Veja-se que ele não menciona a estreia no magistério, talvez por não ser
do seu agrado? Pois Barreto afirma sua primeira colocação profissional foi como
professor, onde atuou por pouco tempo, pois “aceitou o convite para passar a
agrimensor em várias colônias alemãs” (BARRETO, 1975, p. 132). Novamente
Koseritz revela que contraiu núpcias no Mundo Novo, “com uma gentil filha do
meu honrado amigo Sr. Guilherme Koerndoerffer”; Barreto fala em Taquara-RS.
Mozart Pereira Soares informa sobre a descendência de Beschoren. Do seu
casamento com Isabel Koerndorffer nasceram um filho, que faleceu na infância e
mais 4 filhas.
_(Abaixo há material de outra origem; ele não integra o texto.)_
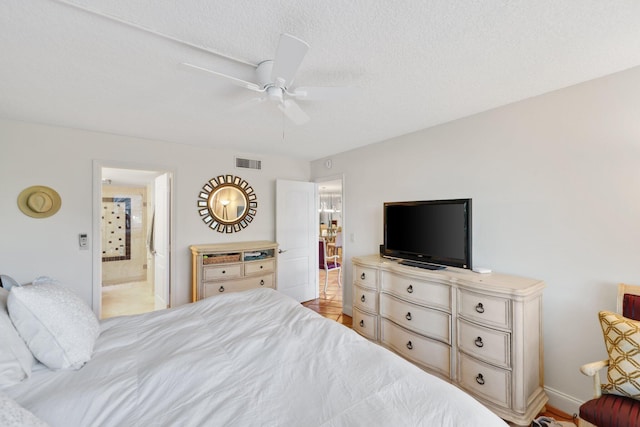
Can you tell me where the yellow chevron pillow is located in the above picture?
[598,311,640,399]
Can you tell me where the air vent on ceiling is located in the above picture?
[236,157,262,169]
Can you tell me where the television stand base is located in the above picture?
[399,259,447,270]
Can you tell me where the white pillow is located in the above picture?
[8,283,100,369]
[0,274,20,290]
[0,288,35,390]
[0,392,48,427]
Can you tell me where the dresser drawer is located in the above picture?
[202,264,242,282]
[353,265,378,289]
[380,294,451,344]
[458,320,511,368]
[380,318,451,378]
[353,307,378,341]
[380,271,451,312]
[458,290,511,329]
[204,274,275,298]
[244,260,274,276]
[458,353,511,408]
[353,285,378,313]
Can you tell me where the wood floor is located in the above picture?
[302,271,578,425]
[302,270,353,328]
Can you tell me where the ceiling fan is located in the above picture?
[182,34,354,125]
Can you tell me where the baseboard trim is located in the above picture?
[544,386,584,415]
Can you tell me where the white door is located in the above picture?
[276,180,318,302]
[151,173,171,310]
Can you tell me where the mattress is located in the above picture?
[3,289,506,427]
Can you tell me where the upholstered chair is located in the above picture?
[578,284,640,427]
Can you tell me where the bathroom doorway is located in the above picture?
[94,166,172,318]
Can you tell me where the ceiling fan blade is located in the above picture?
[271,34,309,87]
[278,99,310,125]
[229,96,267,113]
[287,86,358,101]
[180,62,265,92]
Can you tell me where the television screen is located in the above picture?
[384,199,471,268]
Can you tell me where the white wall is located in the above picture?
[0,120,309,309]
[311,68,640,413]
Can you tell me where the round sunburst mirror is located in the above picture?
[198,175,258,233]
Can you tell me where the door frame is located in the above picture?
[90,160,176,318]
[314,174,344,306]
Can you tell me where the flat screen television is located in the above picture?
[382,199,471,269]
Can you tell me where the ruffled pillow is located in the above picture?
[0,288,35,390]
[8,281,100,369]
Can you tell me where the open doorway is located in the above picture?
[310,177,345,321]
[94,167,171,318]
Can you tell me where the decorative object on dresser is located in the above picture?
[352,255,548,425]
[578,283,640,427]
[198,175,258,233]
[189,241,278,301]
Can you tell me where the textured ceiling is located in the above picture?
[0,0,640,160]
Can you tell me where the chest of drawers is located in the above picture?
[190,241,278,301]
[352,256,548,425]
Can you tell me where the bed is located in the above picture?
[0,280,506,427]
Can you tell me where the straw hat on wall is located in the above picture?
[18,185,62,218]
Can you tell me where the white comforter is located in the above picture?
[3,289,506,427]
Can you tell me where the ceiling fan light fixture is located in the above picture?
[267,86,284,102]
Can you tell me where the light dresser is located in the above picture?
[352,255,548,426]
[189,241,278,301]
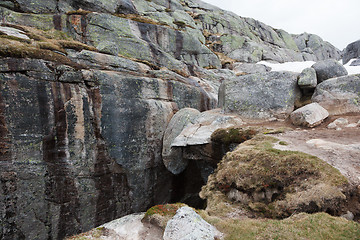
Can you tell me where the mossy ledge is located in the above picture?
[0,24,97,69]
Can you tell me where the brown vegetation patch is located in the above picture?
[200,133,348,218]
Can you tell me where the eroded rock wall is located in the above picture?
[0,55,216,239]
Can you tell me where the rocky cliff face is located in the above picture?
[0,0,340,239]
Do paradeiro de cada um, damos a palavra a Soares, lembrando
que datam de 1974:
Margarida, solteira, viveu em Cruz Alta; Melina, casada com Guilherme Blauth; Julia, casada com Hugo Schülz e a caçula Gabriela, casada com Álvaro Reis, Professora em Cruz Alta. Vive presentemente [1974] nesta última cidade, Otto Beschoren, neto adotivo de Maximiliano, criado por Gabriela, que o adotou após ter enviuvado sem filhos, quando ele tinha dois meses de idade. Cabe-lhe, assim, guardar o nome do ilustre engenheiro. (SOARES, 1974, p. 321).
Sobre a atividade profissional de Beschoren, lemos no citado necrológio:
Depois, mudou-se para Santa Cruz e ahi trabalhou como agrimensor, dedicando-se sempre a estudos de naturalista e fazendo desde então observações meteorológicas constantes e de verdadeiro valor scientifico. Já então collaborava activamente no jornal Deutsche Zeitung, então de minha redacção e até o dia de sua morte continuou a ser meu collaborador, escrevendo magnificas cartas de viagem, cheias de valiosas pesquizas scientificas (KOSERITZ in ANNUARIO, 1890, p. 143-146).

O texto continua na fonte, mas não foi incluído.